油の花は咲くのに150日程だと言っていたので、まあ暫くは種の回収のみとなるのだろう。油に回すほどの種が足りないのだな。暫くはしょうがない。魔道具は来てしまったが、暫くは塩漬けだな。
塩を自給できれば後はいう事が無いのだがな。残念ながら自給できたのは砂糖だったからな。砂糖は余っているのだ。早く輸出したいのだがな。
クレール曰く、今全ての町に情報を行き渡らせているとの事だった。とりあえずは1度は情報を蒔いたという話だった。後はその情報を育てていくだけなのだが、商人が来るのかどうかだな。
来たとしても最初は零細商人からだそうだ。
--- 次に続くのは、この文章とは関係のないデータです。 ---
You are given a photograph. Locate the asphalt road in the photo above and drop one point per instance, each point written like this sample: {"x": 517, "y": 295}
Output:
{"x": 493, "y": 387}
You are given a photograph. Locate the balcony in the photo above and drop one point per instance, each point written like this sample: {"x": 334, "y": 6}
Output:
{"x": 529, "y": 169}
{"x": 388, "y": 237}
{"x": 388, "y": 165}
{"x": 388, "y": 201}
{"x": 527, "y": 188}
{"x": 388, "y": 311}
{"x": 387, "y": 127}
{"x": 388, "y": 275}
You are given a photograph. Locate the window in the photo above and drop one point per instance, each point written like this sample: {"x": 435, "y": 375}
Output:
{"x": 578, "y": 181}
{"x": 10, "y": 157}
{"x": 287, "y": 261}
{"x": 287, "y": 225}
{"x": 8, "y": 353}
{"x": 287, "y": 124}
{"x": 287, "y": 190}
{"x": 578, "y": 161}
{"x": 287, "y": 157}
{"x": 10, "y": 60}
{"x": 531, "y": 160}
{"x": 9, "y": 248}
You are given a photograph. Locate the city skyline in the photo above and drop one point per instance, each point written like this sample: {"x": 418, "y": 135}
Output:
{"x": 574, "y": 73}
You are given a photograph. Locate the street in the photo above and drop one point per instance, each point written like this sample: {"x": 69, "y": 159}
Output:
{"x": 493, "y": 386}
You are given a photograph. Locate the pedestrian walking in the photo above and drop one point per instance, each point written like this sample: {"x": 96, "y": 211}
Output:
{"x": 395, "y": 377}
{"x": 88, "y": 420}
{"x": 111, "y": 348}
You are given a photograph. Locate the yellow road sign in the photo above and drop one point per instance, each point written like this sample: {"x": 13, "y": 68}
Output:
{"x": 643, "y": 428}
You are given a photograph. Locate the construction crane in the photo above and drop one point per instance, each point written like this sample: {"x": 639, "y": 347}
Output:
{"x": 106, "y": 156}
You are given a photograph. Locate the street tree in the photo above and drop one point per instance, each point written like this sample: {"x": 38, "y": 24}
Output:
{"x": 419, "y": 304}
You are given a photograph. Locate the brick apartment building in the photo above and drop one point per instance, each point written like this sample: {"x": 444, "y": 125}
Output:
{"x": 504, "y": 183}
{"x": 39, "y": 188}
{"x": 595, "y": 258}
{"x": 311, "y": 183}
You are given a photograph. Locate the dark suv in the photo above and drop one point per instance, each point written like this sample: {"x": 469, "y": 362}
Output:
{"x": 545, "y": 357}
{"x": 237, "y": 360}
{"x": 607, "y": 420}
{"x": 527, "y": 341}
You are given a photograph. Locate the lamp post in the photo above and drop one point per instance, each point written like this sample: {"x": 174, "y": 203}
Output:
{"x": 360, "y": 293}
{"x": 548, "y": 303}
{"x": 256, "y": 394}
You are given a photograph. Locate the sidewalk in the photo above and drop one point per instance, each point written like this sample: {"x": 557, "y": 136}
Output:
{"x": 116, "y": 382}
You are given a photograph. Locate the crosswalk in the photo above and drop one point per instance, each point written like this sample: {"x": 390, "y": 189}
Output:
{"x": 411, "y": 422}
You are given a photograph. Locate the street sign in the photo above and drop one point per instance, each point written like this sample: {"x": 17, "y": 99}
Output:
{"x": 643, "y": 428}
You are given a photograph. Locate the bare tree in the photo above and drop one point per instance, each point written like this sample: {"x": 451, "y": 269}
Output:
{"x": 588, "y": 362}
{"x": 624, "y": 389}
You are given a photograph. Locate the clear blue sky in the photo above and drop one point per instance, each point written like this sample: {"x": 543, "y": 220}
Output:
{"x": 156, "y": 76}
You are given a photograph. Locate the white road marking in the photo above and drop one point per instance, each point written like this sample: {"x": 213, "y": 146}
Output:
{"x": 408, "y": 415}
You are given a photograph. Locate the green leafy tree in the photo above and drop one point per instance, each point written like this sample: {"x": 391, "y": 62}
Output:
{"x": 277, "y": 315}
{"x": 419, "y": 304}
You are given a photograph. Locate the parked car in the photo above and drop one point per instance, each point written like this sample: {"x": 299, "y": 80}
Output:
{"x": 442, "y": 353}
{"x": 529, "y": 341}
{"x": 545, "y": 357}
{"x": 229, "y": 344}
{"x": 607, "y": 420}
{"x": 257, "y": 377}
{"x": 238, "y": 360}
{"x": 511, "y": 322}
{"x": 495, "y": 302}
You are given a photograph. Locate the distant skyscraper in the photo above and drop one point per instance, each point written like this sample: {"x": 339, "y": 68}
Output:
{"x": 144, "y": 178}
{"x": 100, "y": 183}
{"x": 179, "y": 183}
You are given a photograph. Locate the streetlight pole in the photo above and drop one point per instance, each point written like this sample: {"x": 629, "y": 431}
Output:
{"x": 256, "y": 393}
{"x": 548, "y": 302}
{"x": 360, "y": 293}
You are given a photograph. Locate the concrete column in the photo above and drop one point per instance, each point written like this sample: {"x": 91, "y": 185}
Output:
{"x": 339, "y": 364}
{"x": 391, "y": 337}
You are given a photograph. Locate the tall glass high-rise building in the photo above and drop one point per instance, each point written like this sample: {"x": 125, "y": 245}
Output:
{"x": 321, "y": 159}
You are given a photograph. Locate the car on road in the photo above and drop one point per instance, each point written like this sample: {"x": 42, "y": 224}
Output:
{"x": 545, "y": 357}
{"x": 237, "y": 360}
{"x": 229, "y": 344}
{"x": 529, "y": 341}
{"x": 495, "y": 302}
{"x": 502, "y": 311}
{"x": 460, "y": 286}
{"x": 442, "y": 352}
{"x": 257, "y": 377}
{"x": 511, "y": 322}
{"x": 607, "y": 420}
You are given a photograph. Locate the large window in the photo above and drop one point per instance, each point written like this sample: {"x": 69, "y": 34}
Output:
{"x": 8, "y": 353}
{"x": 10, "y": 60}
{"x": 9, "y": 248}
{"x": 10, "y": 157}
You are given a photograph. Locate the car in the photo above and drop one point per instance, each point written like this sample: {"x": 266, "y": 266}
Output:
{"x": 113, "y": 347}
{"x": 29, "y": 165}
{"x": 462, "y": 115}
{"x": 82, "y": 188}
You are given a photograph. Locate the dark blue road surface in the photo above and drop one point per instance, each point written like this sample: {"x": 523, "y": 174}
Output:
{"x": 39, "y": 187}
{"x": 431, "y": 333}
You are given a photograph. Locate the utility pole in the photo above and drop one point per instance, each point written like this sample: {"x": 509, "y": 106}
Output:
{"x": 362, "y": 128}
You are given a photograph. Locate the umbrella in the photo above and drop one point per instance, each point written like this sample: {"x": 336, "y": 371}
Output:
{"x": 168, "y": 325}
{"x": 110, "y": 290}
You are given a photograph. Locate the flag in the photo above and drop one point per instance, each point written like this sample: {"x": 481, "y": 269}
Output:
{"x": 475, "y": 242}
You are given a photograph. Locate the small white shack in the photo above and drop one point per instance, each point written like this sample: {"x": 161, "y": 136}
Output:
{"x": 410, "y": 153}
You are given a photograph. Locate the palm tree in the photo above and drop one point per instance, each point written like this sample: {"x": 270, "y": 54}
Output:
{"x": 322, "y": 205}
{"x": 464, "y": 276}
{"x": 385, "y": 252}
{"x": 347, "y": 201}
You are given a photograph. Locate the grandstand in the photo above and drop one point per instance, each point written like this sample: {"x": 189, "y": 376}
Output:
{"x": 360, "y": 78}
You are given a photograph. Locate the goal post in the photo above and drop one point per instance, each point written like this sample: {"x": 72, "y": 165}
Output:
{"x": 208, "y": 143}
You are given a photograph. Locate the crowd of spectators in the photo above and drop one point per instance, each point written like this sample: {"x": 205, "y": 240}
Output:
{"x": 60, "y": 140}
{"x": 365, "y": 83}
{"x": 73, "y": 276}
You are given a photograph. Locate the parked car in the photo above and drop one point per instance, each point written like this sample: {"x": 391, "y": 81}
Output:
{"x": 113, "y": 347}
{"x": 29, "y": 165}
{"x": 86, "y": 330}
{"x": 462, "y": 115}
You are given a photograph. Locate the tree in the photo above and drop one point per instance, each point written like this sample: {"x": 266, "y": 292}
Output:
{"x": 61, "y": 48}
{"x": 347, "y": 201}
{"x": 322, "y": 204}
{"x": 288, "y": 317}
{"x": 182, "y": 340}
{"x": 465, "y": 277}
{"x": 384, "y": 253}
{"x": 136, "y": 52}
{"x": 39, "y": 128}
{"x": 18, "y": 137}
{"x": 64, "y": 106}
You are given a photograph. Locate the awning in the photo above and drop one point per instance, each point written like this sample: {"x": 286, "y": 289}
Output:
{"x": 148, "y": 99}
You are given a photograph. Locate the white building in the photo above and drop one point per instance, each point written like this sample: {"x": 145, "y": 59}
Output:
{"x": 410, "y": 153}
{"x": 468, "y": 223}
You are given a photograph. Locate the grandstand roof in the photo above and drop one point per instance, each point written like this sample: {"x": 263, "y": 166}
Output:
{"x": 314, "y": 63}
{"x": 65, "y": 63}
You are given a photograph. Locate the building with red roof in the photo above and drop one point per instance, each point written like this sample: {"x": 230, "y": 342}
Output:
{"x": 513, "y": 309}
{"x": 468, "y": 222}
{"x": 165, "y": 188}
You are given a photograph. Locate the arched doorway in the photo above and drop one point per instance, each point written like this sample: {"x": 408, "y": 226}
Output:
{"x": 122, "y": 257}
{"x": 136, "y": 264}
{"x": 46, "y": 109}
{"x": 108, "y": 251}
こんな情報に飛びつくのは大商人ではないとのこと。まあ売れれば問題がないのだ。魔貨で取引できればもっと良かったのだがな。
所詮は人間の通貨なのだ。我が国では価値の無い通貨だな。砂糖の価値もどのくらいになるのかの指標が今は何もない……と思う。クレールが知っているのかもしれんが。
クレールがいないときに商人が来ればどうするつもりなのだろうな? こういう時はナタリーに聞いてみるのが一番だな。今一番仕事が無いのがナタリーだからな。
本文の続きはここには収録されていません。